Publisher: Telltale Games
Developer: Telltale Games
System requirements: Windows XP/Vista/Win 7, 1.8 GHz Pentium IV or equivalent CPU, 2 GB RAM, 256 MB graphics card, DirectX 9.0c, sound card
ESRB rating: Teen
Release date: Available now
If there’s anyone who should know that messing around with past events is a bad thing, it should certainly be Marty McFly. The Hill Valley teenager has had his present upended multiple times because of his excursions to the past with his friend, eccentric scientist Emmett “Doc” Brown. But in Back to the Future: Citizen Brown, the third episode in developer Telltale’s series based on the classic Back to the Future feature film, Marty instead must escape from his new present to restore his old one.
Marty returns to 1986 after successfully completing his mission in 1931 to make sure that Hill Valley crime lord Kid Tannen is arrested and sent to jail. But his arrival back in his own time is anything but smooth. After crashing the DeLorean/time machine into a roadside billboard, he encounters a Hill Valley surrounded by a brick wall and ruled by Citizen Brown, aka his good friend Emmett. Brown has turned Hill Valley into an Orwellian nightmare, outlawing alcohol, chewing gum, public displays of affection, and dogs, among other things. He has also instituted a mind-control program that makes residents physically sick if they break any of his rules. Marty has to find a way to get an audience with Citizen Brown and try to make him see the error of his ways, since only Brown has the knowledge to fix the wrecked DeLorean so that Marty can once again go back and repair the timeline.
It appears that Telltale has stepped up their game in the graphics department with this new episode.
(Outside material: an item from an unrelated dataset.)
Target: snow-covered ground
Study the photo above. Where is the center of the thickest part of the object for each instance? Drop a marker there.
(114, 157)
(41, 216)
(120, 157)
The gameworld seems more colorful than before, and facial features are much more detailed; even the characters’ lip movements are more closely matching the dialogue, although they still have much more work to do. And one of my pet peeves, typos in the subtitles, has been greatly improved; I only spotted one misspelling this time (someone at Telltale must’ve discovered the spell-checker button). But there are still some glitches here and there. I spotted a cart moving along the street with no driver. Character movements are still much too wooden. Marty would run a half a block up the street every time you failed to complete a certain puzzle, forcing you to walk him all the way back to give it another try. And you still can’t freely wander around the neighborhood, even though one of the first tasks you get is to explore the town. But there was one major problem that is rare in modern games. We reviewers frequently bemoan the habit of developers sacrificing story for gameplay. But in Citizen Brown, you have just the opposite. You spend much more time talking than you spend doing. I didn’t actually put a clock to it, but it seems that you spend far more of the game’s 3½-hour running time participating in conversations than you do solving puzzles to advance the story. Many discussions have at least one, maybe even two layers of dialogue choices to read. Only in the game’s final scene do you get anything close to drama in which you directly participate.
I’m still waiting for the Back to the Future series to find the forward momentum that Telltale’s other episodic series had found long before Episode 3. So far we’ve been back and forth from past to present several times, and there still doesn’t seem to be an obvious destination in sight. As nice as it is to be back in touch with these characters after 25 years, we need to know that there’s a method behind all of this madness. There are two more episodes to go, so I suppose we’ll find out soon enough.